About 60 per cent of Australians expect property prices to fall between April and September, a survey by Budget Direct of 998 people showed. More than 43 per cent believe the market will decline by up to 20 per cent and another 13 per cent reckon prices will drop by more than 20 per cent.
A smaller proportion also tipped housing values to shoot up, with more than one in 10 expecting prices to grow by up to 15 per cent, and eight per cent believing that the market will surge by more than 15 per cent.
Nearly a quarter of those surveyed don’t think housing values will change in this period.
The findings somewhat align with NAB’s latest Residential Property Survey for the three months to June 2020, which showed that the bank’s Residential Property Index plunged to a survey low of -33 points, down from 38 in the first quarter.
Rising unemployment, job uncertainty and consumer confidence were among the most important perceived impacts for the future real estate market.
NAB has tipped housing values to fall by 10 to 15 per cent over the next year.
Despite the relative lack of confidence, property prices across the combined capital cities are still in positive territory when looking at longer term numbers. House prices shot up by 6.6 per cent in the 12 months to June, while unit prices are up 4.5 per cent, the latest Domain Group data showed.
However, real estate values in the past quarter were less optimistic, with house and unit prices falling by 2 and 2.2 per cent respectively.
Property plans on pause
Notably, Australians are sitting tight on their property plans. About 85 per cent of Australians don’t intend to buy or sell property before September, according to the Budget Direct poll.
Seven per cent have plans to make a purchase, while three per cent are intent to sell. Nearly 4 per cent want to trade their properties, and will both buy and sell.
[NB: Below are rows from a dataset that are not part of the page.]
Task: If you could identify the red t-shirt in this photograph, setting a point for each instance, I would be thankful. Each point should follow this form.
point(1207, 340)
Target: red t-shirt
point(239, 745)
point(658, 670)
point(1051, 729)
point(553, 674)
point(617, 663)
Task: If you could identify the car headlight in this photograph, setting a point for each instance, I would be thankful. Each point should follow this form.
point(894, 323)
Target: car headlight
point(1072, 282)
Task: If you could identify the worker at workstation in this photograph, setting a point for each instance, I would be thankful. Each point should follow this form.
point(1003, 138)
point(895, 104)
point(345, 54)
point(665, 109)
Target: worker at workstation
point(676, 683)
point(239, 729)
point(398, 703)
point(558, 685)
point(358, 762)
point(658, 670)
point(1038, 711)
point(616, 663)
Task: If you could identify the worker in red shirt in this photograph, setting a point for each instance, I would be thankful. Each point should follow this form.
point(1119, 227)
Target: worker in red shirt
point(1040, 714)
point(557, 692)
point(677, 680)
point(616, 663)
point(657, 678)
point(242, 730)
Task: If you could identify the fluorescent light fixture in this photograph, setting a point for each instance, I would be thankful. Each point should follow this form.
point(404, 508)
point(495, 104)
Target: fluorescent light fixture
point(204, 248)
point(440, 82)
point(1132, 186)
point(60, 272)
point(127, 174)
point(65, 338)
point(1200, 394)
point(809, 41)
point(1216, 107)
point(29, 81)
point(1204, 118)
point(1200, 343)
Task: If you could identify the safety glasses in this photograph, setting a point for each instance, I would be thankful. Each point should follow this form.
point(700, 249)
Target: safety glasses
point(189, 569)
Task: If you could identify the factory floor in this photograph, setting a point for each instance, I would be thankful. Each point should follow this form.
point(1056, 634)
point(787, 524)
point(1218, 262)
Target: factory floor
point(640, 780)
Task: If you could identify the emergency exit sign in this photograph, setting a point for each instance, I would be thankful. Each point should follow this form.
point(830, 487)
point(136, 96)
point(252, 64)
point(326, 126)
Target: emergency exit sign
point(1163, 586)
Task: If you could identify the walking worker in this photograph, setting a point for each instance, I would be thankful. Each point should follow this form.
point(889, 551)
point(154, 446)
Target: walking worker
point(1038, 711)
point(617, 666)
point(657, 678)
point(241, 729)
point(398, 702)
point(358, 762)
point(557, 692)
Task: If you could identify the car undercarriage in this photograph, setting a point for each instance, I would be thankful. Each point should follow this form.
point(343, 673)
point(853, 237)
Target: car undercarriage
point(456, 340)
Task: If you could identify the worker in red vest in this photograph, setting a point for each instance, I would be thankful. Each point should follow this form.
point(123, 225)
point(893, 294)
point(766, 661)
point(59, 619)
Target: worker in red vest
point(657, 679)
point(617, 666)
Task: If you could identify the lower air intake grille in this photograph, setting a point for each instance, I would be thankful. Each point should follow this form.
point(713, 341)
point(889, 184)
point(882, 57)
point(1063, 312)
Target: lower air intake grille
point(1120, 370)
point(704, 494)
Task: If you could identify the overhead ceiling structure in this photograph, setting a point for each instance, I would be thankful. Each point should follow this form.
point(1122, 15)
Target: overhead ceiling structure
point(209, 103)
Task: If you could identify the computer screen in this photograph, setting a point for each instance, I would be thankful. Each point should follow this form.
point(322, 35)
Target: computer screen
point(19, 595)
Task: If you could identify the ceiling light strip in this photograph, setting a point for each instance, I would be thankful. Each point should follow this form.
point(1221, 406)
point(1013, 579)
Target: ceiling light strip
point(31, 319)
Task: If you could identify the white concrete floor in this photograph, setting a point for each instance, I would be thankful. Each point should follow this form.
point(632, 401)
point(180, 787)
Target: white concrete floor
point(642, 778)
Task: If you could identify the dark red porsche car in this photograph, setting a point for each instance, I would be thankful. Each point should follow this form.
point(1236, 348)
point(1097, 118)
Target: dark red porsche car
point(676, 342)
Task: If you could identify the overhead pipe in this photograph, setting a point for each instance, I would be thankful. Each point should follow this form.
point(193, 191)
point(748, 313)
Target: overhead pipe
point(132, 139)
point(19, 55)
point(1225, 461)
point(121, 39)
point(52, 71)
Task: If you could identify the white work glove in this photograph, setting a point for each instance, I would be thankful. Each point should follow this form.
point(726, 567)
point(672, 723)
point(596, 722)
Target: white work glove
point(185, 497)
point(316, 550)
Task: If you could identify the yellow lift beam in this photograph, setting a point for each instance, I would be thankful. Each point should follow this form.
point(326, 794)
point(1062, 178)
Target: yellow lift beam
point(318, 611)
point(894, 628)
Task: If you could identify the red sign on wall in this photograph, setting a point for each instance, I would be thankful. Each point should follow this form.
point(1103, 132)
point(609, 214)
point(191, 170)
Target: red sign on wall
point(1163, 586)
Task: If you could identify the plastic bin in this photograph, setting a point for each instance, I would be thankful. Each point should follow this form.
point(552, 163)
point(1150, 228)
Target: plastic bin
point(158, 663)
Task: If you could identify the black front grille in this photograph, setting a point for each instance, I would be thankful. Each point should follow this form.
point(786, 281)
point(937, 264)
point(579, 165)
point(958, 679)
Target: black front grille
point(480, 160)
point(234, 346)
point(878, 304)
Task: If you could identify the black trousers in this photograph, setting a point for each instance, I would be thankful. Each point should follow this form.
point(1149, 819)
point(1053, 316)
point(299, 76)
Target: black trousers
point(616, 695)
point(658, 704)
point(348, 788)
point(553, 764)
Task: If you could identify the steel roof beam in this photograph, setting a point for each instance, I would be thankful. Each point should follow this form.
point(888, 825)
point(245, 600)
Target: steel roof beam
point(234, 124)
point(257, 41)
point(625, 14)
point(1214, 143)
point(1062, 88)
For those who had been planning to buy or sell before the pandemic, about a quarter haven’t changed their minds since. Almost one in 10 have decided to delay their property plans for up to 12 months, while another eight per cent are riding out uncertainty by staying put for more than 12 months.
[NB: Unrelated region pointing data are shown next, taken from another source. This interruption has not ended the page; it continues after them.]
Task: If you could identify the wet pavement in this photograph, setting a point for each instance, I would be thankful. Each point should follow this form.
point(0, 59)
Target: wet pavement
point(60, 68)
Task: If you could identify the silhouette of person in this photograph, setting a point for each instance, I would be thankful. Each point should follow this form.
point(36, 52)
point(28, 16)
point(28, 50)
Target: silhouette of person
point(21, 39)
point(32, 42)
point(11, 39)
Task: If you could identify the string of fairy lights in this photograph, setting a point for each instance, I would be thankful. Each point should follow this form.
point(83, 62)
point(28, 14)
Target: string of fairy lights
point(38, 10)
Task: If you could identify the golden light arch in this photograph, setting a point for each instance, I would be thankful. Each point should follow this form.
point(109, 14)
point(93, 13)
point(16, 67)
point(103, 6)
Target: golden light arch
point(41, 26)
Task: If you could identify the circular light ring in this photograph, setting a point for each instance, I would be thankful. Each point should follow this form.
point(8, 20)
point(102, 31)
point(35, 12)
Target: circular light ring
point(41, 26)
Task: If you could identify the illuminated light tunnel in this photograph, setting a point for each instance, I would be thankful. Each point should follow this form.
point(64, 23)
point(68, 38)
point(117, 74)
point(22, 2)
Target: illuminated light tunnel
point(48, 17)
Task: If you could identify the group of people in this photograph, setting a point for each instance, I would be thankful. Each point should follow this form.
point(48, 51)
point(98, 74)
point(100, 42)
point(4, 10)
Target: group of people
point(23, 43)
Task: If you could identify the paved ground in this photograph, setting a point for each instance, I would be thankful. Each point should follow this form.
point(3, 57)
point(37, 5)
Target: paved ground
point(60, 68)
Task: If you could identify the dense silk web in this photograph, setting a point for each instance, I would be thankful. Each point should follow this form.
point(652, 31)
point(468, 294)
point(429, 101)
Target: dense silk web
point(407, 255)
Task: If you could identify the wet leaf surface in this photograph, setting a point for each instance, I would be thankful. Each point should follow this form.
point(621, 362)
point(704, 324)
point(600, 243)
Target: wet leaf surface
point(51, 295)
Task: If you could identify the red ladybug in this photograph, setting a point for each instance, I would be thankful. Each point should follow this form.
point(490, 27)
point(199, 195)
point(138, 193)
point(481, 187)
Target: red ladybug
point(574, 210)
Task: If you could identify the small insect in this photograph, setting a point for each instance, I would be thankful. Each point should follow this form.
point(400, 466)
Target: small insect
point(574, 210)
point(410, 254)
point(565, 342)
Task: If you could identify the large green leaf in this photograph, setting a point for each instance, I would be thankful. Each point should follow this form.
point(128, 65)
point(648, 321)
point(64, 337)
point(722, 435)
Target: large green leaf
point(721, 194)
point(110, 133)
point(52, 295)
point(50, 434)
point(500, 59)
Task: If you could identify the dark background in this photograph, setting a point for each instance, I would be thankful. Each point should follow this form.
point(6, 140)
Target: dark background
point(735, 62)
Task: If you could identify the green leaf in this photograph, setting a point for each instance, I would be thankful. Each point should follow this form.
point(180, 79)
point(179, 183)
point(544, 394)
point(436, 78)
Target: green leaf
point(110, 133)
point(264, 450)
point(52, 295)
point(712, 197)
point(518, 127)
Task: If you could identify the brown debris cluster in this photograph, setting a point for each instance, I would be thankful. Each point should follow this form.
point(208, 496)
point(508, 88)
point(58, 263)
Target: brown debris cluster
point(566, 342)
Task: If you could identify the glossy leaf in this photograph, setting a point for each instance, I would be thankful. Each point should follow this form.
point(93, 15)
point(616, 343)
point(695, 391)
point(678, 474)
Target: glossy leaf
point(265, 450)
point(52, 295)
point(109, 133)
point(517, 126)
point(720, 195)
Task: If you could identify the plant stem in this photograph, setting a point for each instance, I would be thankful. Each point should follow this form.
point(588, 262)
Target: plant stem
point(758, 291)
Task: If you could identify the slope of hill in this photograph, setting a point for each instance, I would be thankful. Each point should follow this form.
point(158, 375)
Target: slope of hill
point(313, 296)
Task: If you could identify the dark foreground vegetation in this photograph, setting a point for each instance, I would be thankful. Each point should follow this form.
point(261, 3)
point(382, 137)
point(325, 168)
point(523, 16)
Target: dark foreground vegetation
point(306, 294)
Similar research by J.D. Power indicated that 17 per cent of Australians are postponing their plans to buy a home. Meanwhile, one in five are delaying a home renovation, despite the government’s HomeBuilder grant.
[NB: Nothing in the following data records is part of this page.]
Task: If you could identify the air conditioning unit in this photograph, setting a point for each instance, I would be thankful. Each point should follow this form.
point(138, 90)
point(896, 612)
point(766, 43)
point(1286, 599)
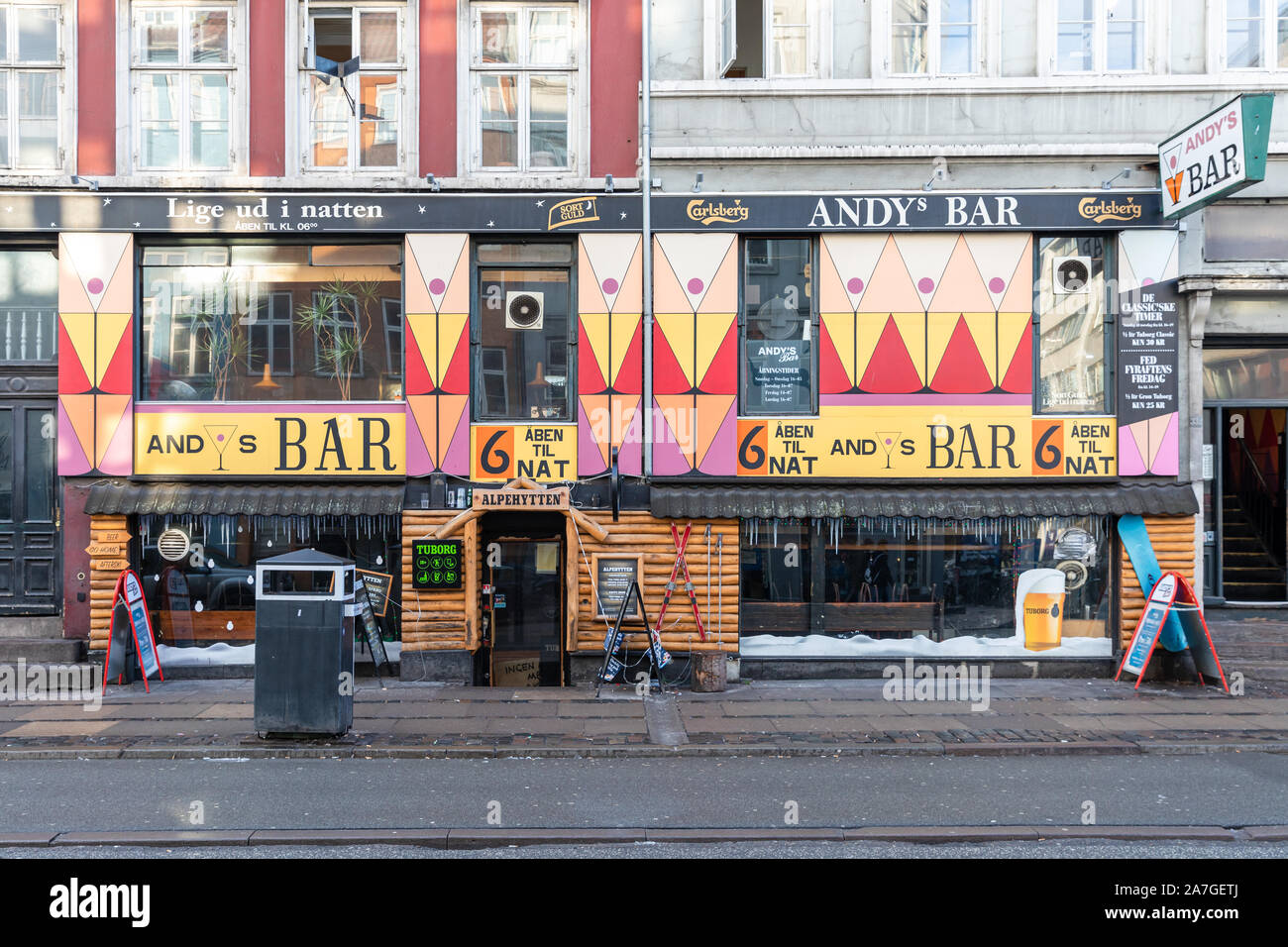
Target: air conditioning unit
point(524, 309)
point(1070, 274)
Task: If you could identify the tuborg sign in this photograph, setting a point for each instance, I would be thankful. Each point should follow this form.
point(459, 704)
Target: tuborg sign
point(1220, 154)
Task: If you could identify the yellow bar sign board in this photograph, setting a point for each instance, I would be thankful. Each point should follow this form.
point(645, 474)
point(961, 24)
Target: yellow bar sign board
point(274, 441)
point(949, 442)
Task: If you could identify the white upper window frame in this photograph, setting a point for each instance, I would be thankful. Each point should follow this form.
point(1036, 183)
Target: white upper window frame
point(934, 42)
point(1270, 22)
point(1103, 13)
point(11, 103)
point(404, 67)
point(475, 72)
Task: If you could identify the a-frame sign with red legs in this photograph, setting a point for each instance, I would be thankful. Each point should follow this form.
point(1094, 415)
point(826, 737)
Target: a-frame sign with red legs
point(129, 592)
point(1172, 591)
If you intend to pause your property plans, it could be worth thinking about growing a larger deposit until the time is right for you. A sizeable deposit and a positive history of consistent saving can help prove that you’re a reliable borrower to the lender.
Other people may want to dive into the property market at a time when several mortgage rates on the market are starting with a one. The lowest fixed rate on the RateCity database, from Homestar Finance, dipped to 1.98 per cent, though this rate is fixed for one year and reverts to 2.49 per cent.
Before making a decision, it’s best to consult a professional financial adviser or mortgage broker to assess your personal financial situation.
Many coping with property-related expenses
While many are choosing to hold their property plans, the financial situations of Australian mortgage-holders and renters are largely stable, bar some longer-term concerns. Two thirds indicated that they are able to afford their property costs, including mortgage payments and rents, the Budget Direct study showed.
About seven per cent said they were struggling to make these payments, while a quarter are unsure, a sign of uncertainty among many people over their personal finances and the pandemic’s impacts on the economy in the long run.
Nearly 90 per cent of those surveyed are not relying on government financial support.